Of these, more than 35,000 had no idea about stalkerware being present on their Android devices until they installed Kasperksy's mobile antivirus, which flagged the infection.
Kaspersky's findings come to confirm a growing trend in the information security industry, where security researchers are seeing an increase in the use of stalkerware-like products, from both normal users and companies alike.
Stalkerware, also known as spouseware or "legal spyware," is a term used to describe a particular class of spyware. These are applications sold by legally-registered companies under various pretenses, such as child monitoring or employee tracking solutions.
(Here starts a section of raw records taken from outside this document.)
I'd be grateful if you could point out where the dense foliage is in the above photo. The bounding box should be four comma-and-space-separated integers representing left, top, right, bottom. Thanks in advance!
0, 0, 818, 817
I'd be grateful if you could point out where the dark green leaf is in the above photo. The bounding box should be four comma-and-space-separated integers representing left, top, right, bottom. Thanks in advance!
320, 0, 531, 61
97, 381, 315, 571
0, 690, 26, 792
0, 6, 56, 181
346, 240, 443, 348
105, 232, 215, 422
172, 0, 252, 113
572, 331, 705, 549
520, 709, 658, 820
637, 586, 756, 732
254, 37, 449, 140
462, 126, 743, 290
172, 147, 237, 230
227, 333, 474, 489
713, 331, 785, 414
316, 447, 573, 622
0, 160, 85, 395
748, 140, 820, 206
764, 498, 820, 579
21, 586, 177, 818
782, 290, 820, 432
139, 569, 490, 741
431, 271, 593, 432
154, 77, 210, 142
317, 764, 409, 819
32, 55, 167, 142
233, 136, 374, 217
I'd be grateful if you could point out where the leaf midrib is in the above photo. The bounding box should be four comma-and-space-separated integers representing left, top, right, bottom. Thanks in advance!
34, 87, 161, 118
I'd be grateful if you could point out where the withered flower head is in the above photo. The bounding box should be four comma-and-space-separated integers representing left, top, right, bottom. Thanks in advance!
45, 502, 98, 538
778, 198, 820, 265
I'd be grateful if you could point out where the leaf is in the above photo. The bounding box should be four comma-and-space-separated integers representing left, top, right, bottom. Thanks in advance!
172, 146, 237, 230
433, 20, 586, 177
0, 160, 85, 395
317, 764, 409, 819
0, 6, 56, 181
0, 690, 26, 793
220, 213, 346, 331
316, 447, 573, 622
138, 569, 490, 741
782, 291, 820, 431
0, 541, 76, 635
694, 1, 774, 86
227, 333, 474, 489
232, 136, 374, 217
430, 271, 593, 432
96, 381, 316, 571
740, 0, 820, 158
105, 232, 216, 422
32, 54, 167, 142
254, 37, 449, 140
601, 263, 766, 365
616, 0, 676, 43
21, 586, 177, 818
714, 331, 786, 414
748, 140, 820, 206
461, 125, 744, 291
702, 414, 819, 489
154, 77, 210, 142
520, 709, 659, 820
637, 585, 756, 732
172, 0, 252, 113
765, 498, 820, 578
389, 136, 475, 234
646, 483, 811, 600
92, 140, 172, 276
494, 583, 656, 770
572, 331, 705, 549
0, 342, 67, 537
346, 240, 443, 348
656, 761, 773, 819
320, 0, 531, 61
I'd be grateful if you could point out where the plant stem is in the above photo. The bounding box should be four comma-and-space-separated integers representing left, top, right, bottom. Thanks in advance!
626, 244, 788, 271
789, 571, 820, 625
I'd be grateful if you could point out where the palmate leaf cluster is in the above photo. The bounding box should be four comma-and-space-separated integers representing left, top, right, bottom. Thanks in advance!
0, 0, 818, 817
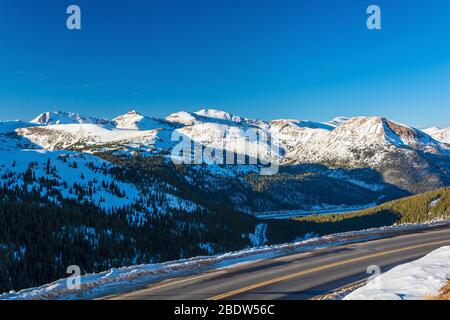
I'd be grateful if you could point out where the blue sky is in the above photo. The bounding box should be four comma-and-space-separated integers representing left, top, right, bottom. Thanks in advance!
0, 0, 449, 127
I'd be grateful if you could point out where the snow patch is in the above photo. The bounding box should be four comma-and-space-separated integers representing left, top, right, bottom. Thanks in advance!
344, 246, 450, 300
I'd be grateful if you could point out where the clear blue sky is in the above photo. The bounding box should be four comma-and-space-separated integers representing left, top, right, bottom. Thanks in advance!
1, 0, 449, 127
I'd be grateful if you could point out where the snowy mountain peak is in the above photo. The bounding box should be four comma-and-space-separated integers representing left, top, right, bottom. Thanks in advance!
424, 127, 450, 144
8, 109, 449, 171
113, 110, 144, 126
124, 110, 141, 116
31, 111, 101, 125
326, 116, 350, 127
331, 116, 444, 151
113, 110, 172, 131
423, 127, 441, 134
297, 120, 334, 130
194, 109, 242, 123
166, 111, 199, 126
336, 116, 401, 139
269, 119, 333, 131
167, 109, 248, 127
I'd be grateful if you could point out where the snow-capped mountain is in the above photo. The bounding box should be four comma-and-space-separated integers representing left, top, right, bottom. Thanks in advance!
15, 110, 178, 153
276, 116, 448, 166
11, 109, 449, 168
195, 108, 243, 123
167, 111, 449, 173
3, 108, 450, 197
424, 127, 450, 144
325, 116, 350, 127
167, 108, 270, 129
113, 110, 175, 131
31, 111, 111, 126
20, 110, 449, 164
16, 123, 166, 152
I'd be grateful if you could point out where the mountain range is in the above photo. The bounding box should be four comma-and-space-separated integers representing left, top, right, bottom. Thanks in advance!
7, 109, 450, 160
0, 108, 448, 215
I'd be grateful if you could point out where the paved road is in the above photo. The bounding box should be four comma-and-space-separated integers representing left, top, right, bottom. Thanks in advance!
255, 206, 373, 220
254, 205, 375, 220
104, 227, 450, 300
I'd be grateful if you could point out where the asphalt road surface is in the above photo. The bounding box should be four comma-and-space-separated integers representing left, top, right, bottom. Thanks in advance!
103, 227, 450, 300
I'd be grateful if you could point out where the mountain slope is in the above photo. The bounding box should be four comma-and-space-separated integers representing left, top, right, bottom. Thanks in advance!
424, 127, 450, 144
7, 108, 450, 203
16, 124, 165, 152
31, 111, 111, 126
267, 187, 450, 244
113, 110, 175, 131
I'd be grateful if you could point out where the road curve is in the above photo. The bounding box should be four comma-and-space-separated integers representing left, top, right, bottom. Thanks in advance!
103, 227, 450, 300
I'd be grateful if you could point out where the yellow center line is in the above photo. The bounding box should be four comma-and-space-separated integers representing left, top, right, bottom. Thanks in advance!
208, 239, 450, 300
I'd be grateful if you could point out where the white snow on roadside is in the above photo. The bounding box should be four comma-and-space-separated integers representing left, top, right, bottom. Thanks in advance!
1, 219, 449, 300
344, 246, 450, 300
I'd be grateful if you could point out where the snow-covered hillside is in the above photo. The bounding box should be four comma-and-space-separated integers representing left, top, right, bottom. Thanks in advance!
0, 148, 198, 216
344, 246, 450, 300
277, 116, 448, 166
424, 127, 450, 144
113, 110, 175, 131
31, 111, 111, 126
16, 123, 169, 153
0, 120, 200, 221
195, 108, 244, 124
325, 116, 350, 127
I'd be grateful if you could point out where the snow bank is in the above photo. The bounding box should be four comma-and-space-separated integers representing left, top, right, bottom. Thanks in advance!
344, 246, 450, 300
1, 219, 449, 300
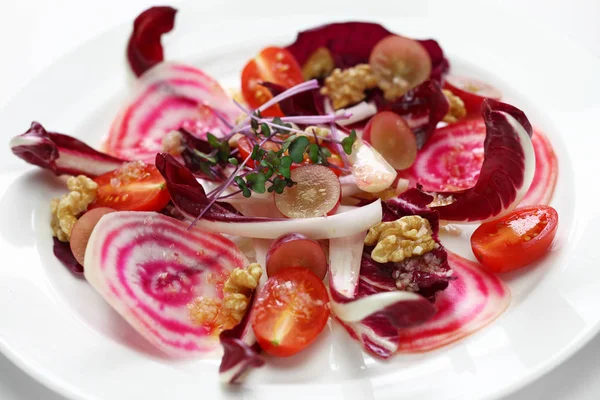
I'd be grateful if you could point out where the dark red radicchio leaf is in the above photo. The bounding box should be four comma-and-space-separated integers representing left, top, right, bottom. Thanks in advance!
329, 188, 451, 359
53, 237, 84, 276
285, 22, 449, 82
377, 188, 453, 300
127, 6, 177, 76
219, 297, 265, 383
10, 122, 125, 177
372, 80, 450, 149
155, 153, 265, 223
177, 129, 227, 181
219, 333, 264, 383
428, 99, 535, 222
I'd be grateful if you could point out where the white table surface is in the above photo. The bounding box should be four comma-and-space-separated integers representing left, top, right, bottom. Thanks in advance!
1, 0, 599, 399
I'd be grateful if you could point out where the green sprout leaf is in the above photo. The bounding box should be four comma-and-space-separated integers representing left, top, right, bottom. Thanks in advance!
260, 123, 271, 137
281, 135, 296, 152
289, 136, 310, 163
234, 176, 251, 198
251, 144, 265, 161
246, 172, 267, 194
280, 156, 292, 168
217, 142, 231, 162
265, 149, 279, 165
341, 129, 357, 155
206, 133, 222, 149
192, 149, 217, 164
228, 157, 239, 166
308, 143, 319, 163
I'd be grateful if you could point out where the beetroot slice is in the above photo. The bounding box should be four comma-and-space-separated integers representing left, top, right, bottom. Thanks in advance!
84, 211, 247, 357
398, 119, 557, 206
397, 251, 510, 352
520, 128, 558, 206
127, 6, 177, 77
105, 62, 239, 163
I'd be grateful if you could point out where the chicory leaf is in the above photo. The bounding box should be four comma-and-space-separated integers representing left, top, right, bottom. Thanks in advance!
127, 6, 177, 76
10, 122, 125, 177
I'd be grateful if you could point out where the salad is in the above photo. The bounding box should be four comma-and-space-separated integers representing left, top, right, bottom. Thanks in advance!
9, 6, 559, 384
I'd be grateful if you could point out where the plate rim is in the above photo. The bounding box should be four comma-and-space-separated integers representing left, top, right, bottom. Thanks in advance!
1, 4, 600, 400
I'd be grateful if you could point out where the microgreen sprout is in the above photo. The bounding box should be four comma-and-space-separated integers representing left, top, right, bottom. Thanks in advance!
187, 80, 358, 229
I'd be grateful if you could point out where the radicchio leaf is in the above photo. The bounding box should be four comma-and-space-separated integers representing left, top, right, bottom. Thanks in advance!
219, 242, 271, 383
10, 122, 125, 177
127, 6, 177, 76
218, 292, 265, 383
219, 332, 264, 383
52, 237, 84, 276
329, 189, 451, 358
428, 99, 535, 222
178, 129, 227, 181
155, 153, 246, 222
372, 80, 449, 149
285, 22, 449, 82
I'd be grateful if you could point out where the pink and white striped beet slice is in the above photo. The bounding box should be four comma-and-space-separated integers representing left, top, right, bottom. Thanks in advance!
519, 129, 558, 206
397, 251, 510, 352
84, 211, 247, 357
398, 119, 558, 205
105, 62, 240, 162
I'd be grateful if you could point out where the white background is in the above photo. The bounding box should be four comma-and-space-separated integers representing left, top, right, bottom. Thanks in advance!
1, 0, 599, 399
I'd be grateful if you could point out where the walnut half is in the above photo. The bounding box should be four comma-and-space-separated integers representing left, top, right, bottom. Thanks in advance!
365, 216, 436, 263
188, 263, 263, 331
442, 89, 467, 124
50, 175, 98, 242
320, 64, 378, 110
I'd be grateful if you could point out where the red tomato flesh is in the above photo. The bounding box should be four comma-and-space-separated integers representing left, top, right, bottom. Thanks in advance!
91, 162, 170, 212
237, 136, 281, 168
241, 47, 304, 117
251, 267, 330, 357
470, 205, 558, 273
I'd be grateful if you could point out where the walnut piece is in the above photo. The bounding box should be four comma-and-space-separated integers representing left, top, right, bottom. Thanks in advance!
50, 175, 98, 242
223, 263, 262, 295
162, 130, 184, 156
188, 263, 263, 331
365, 216, 436, 263
302, 47, 336, 80
442, 89, 467, 123
187, 297, 221, 326
321, 64, 378, 110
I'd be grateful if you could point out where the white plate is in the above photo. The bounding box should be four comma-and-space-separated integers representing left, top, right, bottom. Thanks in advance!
1, 4, 600, 400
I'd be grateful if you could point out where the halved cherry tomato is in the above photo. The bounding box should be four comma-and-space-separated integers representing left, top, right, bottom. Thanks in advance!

Some of these apps are used for legitimate purposes, but in the vast majority of times, they are not. Legitimate apps are those who display visible markers to users letting them know they are being watched.
The bad apps, and the ones detected by antivirus companies and normally banned from the official app stores, are the ones that hide themselves from view.
In a press release today, following the publication of its report about the commercial stalkerware landscape, Kaspersky said that its Android antivirus will now deal with stalkerware in a new and more transparent way.
"There is no need to prove the negative effects that commercial spyware brings, as its initial concept is completely unethical," Kaspersky said. "Despite all the findings listed above, most cybersecurity vendors still don't detect commercial spyware as a threat due to vague legal positioning on commercial surveillance."
The company plans to show a special alert whenever its product finds a known stalkerware app installed on a user's device, so the user will be fully aware of the stalkerware app's full capabilities.
The role of this new alert, Kaspersky says, is to raise awareness in regards to the danger that the user might be in.